Beginning in 1979, Golub began work on another series of unsettling images with his “Mercenaries” paintings, which depict armed soldiers; Golub often painted these military figures looking to the viewer, somehow making them a party to their actions. Around this time, he also created portraits of global power players, including Nelson Rockefeller, Fidel Castro and Mao Tse-tung. In the 1980s, Golub displayed scenes of graphic violence in his “Interrogation” series.

Later Years

Golub changed his style in his later works, choosing symbols and words for his canvases over more direct representations of his ideas. Dogs and skulls appeared in a number of these paintings, including “Infvitabile Fatvm” (1994). “Dogs move through our culture as a kind of unresolved issue,” he explained to The New York Times. “I mean, we mistreat dogs, we pet dogs; when a city gets bombed out, what’s left are dogs roaming through the city.”

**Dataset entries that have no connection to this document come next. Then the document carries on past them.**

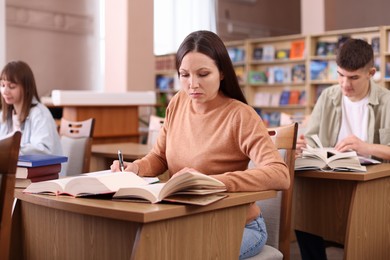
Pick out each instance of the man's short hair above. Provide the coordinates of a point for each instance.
(355, 54)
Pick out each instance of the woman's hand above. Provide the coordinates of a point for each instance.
(301, 143)
(129, 167)
(184, 170)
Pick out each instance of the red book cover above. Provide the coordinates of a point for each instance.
(33, 172)
(23, 183)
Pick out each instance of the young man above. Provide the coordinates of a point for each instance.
(352, 115)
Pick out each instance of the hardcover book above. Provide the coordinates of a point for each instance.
(34, 160)
(33, 172)
(24, 182)
(328, 159)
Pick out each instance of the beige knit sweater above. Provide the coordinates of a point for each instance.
(219, 143)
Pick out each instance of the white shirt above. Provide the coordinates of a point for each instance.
(39, 132)
(354, 119)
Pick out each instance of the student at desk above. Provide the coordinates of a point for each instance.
(353, 115)
(210, 128)
(22, 110)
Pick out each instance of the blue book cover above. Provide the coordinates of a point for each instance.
(34, 160)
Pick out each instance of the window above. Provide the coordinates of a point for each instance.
(175, 19)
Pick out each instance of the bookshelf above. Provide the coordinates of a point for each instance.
(322, 70)
(385, 44)
(237, 53)
(276, 76)
(268, 68)
(166, 81)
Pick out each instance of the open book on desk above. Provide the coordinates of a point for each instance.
(186, 188)
(328, 159)
(94, 183)
(127, 185)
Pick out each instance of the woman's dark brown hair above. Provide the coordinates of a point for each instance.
(209, 43)
(18, 72)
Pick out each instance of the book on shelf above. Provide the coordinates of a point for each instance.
(236, 54)
(328, 159)
(294, 97)
(282, 54)
(297, 50)
(387, 70)
(257, 77)
(342, 39)
(33, 172)
(262, 99)
(127, 185)
(298, 73)
(34, 160)
(318, 70)
(284, 98)
(271, 119)
(25, 182)
(257, 53)
(375, 44)
(268, 52)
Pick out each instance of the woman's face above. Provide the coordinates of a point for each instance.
(12, 93)
(199, 77)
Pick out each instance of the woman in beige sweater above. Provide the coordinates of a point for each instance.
(210, 128)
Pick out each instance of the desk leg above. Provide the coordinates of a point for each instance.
(368, 232)
(322, 206)
(212, 235)
(57, 234)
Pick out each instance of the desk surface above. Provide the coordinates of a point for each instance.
(349, 208)
(137, 212)
(373, 172)
(130, 151)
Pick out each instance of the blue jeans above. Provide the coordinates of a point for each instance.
(254, 238)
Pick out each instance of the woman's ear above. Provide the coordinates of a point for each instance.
(372, 71)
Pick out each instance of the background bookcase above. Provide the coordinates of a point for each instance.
(166, 81)
(284, 75)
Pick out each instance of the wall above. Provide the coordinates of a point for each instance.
(349, 14)
(58, 39)
(242, 19)
(2, 33)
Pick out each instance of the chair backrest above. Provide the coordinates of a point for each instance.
(76, 140)
(9, 154)
(155, 124)
(277, 211)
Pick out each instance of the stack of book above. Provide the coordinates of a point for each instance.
(37, 167)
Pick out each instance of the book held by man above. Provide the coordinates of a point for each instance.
(126, 185)
(328, 159)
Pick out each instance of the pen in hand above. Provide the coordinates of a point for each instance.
(121, 165)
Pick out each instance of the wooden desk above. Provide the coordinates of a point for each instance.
(103, 154)
(112, 123)
(49, 227)
(348, 208)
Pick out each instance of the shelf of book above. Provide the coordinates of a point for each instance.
(166, 81)
(267, 67)
(385, 43)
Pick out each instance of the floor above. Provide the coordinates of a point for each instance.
(332, 253)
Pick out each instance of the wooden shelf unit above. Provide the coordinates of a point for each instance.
(248, 68)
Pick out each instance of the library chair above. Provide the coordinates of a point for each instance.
(155, 124)
(76, 140)
(9, 153)
(277, 211)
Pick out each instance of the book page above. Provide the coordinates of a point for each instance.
(52, 187)
(150, 192)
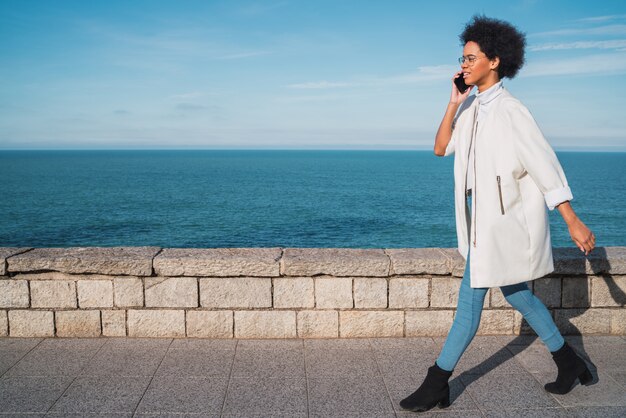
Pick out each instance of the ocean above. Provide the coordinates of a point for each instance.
(266, 198)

Golub’s work was the subject of a major retrospective at the Dublin Museum of Modern Art in 2000, and this exhibit appeared at the Brooklyn Museum of Art the following year.

Golub continued working until his death, on August 8, 2004, at the age of 82, in New York City. Today, he is remembered for challenging the viewer with his exploration of power. As ARTnews writer Amei Wallach once wrote: “Golub was a righteous monster who reconciled painting with the unpalatable realities of his time.”